The jitsuroku yakuza movie which had become dominant in the mid-70s had often told of the rise and fall of the petty street gangster from the chaos of the immediate post-war era to the economically comfortable present day. The jitsuroku films didn’t attempt to glamourise organised crime and often presented their heroes as men born of their times who had been changed by their wartime experiences and were ultimately unable to adjust themselves to life in the new post-war society. Adapted from a serialised novel by Akimitsu Takagi which ran from 1959 to 1960, Toru Murakawa’s Dead Angle (白昼の死角, Hakuchu no Shikaku) by contrast speaks directly to the contemporary era in following a narcissistic conman who has no need to live a life of crime but as he says does evil things for evil reasons.

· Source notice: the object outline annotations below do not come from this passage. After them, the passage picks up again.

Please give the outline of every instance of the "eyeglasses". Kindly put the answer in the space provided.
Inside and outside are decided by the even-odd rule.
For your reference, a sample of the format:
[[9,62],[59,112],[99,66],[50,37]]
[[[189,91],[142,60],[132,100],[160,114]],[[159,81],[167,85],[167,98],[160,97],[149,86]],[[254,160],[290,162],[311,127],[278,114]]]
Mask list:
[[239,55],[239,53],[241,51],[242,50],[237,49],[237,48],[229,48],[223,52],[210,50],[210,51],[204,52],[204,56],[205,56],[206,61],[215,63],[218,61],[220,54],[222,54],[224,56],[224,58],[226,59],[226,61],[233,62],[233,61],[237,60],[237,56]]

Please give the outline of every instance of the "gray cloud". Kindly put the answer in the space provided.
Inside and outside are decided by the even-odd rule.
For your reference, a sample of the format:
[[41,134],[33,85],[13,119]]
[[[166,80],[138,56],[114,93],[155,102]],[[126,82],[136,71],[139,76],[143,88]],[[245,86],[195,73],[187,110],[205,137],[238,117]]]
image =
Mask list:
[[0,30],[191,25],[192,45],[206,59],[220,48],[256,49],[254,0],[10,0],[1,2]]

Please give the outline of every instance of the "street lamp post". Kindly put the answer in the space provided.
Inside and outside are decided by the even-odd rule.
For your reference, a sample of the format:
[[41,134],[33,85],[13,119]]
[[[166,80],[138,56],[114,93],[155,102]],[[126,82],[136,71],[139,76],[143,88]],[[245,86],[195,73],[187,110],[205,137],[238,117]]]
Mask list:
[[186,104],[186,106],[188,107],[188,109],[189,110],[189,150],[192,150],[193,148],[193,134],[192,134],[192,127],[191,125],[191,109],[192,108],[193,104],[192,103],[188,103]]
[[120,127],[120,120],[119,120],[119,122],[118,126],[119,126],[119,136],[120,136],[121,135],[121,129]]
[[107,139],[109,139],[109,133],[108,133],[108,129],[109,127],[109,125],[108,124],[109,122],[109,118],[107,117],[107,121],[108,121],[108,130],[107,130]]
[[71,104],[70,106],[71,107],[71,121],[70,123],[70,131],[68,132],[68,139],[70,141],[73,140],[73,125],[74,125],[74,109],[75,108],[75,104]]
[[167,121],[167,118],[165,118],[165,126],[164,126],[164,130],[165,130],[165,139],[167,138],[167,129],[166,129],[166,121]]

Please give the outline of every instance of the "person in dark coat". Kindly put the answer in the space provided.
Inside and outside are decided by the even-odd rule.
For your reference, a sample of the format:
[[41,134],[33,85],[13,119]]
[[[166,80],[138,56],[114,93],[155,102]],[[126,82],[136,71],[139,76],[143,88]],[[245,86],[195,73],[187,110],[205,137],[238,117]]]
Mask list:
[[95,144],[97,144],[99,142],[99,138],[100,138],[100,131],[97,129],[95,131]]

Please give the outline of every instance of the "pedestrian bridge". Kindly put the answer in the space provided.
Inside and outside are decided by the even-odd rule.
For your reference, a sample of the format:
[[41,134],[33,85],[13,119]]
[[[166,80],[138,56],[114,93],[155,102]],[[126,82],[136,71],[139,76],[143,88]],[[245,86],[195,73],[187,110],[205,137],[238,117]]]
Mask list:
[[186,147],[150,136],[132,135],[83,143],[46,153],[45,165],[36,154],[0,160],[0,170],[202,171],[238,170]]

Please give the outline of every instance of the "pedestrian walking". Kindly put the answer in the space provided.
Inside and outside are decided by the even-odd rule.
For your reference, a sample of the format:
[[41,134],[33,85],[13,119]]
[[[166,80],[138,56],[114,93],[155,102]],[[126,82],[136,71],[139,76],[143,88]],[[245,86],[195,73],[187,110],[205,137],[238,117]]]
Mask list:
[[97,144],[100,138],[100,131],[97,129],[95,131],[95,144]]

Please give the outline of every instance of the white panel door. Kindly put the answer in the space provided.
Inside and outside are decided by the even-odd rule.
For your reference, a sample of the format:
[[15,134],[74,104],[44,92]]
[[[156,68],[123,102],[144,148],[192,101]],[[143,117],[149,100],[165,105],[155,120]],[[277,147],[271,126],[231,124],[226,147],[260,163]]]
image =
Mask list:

Prior to the film’s opening in 1949, the hero Tsuruoka (Isao Natsuyagi) had been a law student at a prestigious Tokyo university where he nevertheless became involved in the Sun Club, a student financial organisation launched by mastermind Sumida (Shin Kishida) who eventually commits suicide by self-immolation when the organisation collapses after being accused of black market trading. An unrepentant Tsuruoka resolves to start again, rebuilding in the ashes as a means of kicking back against hypocritical social institutions and rising corporate power by utilising his legal knowledge to run a series of cons through the use of promissory notes to prove that the law is not justice but power.
In this Tsuruoka has an ironic point. He doesn’t pretend what he’s doing is legal, only that he’s safeguarded himself against prosecution. When a pair of yakuza thugs break into his office and threaten him in retaliation for a con he ran on a shipping company, he reminds them that as they’ve had him open the safe it would make the charge of killing him robbery plus murder which means automatic life imprisonment rather than the few years they might get for simply killing him without taking any money. He always has some reason why the law can’t touch him, while implicitly placing the blame on his victims who were often too greedy or desperate to read the small print and therefore deserve whatever’s coming to them. In at least one case, Tsuruoka’s victimless crimes end up resulting in death with one old man whom he’d double conned, pretending to give him the money he was owed but getting him drunk and talking him into “re-investing” the money with him, takes his own life by seppuku in the depths of his shame not only in the humiliation of having been swindled but losing his company, who had trusted him, so much money.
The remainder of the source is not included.